Quando siete felici fateci caso (disse lo zio di Vonnegut)
Quando siete felici, fateci caso. È il titolo di un libro, ma è anche un ottimo consiglio. L’ha detto in più occasioni Kurt Vonnegut - scrittore americano - citando suo zio Alex.
Lo zio di Kurt Vonnegut era un assicuratore che aveva tra le sue capacità, quella di sedersi all'ombra di un albero durante un pomeriggio estivo, bere una limonata e dire: cosa c’è di più bello di questo? Il fatto è che siamo bravissimi a riconoscere l’infelicità, ma non altrettanto a cogliere i momenti di benessere di cui siamo protagonisti. Aveva ragione quell’artista francese: “La felicità è il silenzio dell'infelicità”. Che è molto di più di una frase da Baci Perugina.
Se la felicità è silenzio, deve essere qualcosa di diverso dall’allegria, dalla gioia e dall’euforia, che sono stati d’animo piuttosto rumorosi e ben riconoscibili. Vado indietro nel tempo di almeno trent’anni e ripesco nella memoria il ricordo antico e un po’ sbiadito di un prato di montagna falciato, del fieno raccolto appena in tempo prima dell’arrivo del temporale e di noi, al riparo dalla pioggia, sulla terrazza del tabià, che tagliamo un’anguria, perché è così che si chiamano i cocomeri da quelle parti. Un lavoro ben fatto, un pericolo scampato e qualcosa da condividere: ci sono tutti gli ingredienti per essere felici.

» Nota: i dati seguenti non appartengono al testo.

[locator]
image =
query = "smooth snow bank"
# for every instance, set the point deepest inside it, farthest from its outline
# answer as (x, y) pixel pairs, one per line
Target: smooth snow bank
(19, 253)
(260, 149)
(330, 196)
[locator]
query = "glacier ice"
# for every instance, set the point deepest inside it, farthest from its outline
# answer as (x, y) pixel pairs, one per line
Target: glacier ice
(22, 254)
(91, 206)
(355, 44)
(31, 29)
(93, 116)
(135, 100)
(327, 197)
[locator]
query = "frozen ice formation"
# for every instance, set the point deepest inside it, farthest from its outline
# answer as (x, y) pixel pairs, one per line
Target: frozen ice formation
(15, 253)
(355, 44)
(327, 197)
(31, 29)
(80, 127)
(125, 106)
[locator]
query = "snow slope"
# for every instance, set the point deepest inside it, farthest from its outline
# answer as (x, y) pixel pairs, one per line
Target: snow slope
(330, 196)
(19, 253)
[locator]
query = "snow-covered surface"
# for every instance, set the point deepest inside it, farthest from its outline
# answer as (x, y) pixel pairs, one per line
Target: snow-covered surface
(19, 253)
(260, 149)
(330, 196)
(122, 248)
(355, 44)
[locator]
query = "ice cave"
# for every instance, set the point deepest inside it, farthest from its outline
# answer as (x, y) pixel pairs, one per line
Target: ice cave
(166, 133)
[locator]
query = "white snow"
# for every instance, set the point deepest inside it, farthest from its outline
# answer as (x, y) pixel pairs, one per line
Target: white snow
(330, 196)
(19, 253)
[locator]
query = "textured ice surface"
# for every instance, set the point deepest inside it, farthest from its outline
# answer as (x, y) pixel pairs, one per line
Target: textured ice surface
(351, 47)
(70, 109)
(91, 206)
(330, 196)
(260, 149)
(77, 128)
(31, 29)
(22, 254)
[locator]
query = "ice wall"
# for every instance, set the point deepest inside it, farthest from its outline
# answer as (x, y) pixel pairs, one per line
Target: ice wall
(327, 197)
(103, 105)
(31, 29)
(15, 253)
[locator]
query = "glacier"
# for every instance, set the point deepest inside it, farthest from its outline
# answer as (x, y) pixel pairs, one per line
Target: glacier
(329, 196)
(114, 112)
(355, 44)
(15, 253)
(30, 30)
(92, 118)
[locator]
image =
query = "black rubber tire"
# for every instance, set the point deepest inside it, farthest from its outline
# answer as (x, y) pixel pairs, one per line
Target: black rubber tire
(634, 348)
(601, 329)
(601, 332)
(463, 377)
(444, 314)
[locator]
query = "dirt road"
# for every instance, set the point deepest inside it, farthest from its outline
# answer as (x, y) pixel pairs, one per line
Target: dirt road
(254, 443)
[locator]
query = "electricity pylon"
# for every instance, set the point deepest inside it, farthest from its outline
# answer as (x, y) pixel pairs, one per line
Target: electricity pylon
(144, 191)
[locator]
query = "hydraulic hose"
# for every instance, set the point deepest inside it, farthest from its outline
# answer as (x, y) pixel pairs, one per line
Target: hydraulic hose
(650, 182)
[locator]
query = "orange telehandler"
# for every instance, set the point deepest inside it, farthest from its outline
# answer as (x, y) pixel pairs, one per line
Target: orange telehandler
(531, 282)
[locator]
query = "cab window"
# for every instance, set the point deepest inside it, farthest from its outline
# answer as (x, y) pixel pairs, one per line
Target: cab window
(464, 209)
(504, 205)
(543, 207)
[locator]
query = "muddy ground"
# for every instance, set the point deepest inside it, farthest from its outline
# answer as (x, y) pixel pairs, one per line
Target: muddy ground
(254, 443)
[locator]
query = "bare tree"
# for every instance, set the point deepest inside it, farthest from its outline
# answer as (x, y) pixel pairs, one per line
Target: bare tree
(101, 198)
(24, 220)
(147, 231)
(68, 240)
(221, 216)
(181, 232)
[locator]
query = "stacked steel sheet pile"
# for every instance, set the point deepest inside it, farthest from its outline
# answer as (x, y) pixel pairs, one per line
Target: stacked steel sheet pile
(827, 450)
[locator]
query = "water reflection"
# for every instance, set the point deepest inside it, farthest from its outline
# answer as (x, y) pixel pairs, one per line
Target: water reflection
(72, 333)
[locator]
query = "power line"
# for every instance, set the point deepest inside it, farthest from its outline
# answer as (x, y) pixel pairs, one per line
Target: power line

In questo mondo occidentale in cui gli oggetti fanno concorrenza alle persone, consideriamo per lo più due grandi strade che pensiamo conducano alla felicità: fare soldi a palate oppure fare qualcosa per gli altri. Per quanto mi riguarda, la prima ipotesi appare ormai esclusa poiché mi occupo di cose non particolarmente redditizie, come scrivere sul giornale. Con l’aggravante che lo farei pure gratis, ma non è necessario spargere la voce. Quanto alla seconda ipotesi, fare qualcosa per gli altri, il rischio è quello di concentrarsi sempre su noi stessi (e sui pochi che ci stanno attorno) anche quando crediamo di agire per il prossimo.
Impegnati - come siamo - nell'indicare ai nostri figli la strada verso il successo e nel fornire loro gli strumenti indispensabili per essere vincenti (ambizione, coraggio, determinazione per non dire dell’altro che a volte è indispensabile...) ci dimentichiamo di insegnare loro un’altra cosa: a volte chi vince, perde. Come accade in quel film (“Al di là dei sogni”) in cui si parla (nientemeno che) di vita, morte, amore, depressione, inferno e paradiso. Perché la via verso la felicità può passare anche attraverso una sconfitta: chi perde, vince.
L’importante - che sia una limonata, un’anguria durante il temporale, un traguardo ambizioso o il sorriso di tuo figlio - è sempre farci caso. Perché, come diceva lo zio di Kurt Vonnegut, essere felici e non rendersene conto è uno spreco imperdonabile.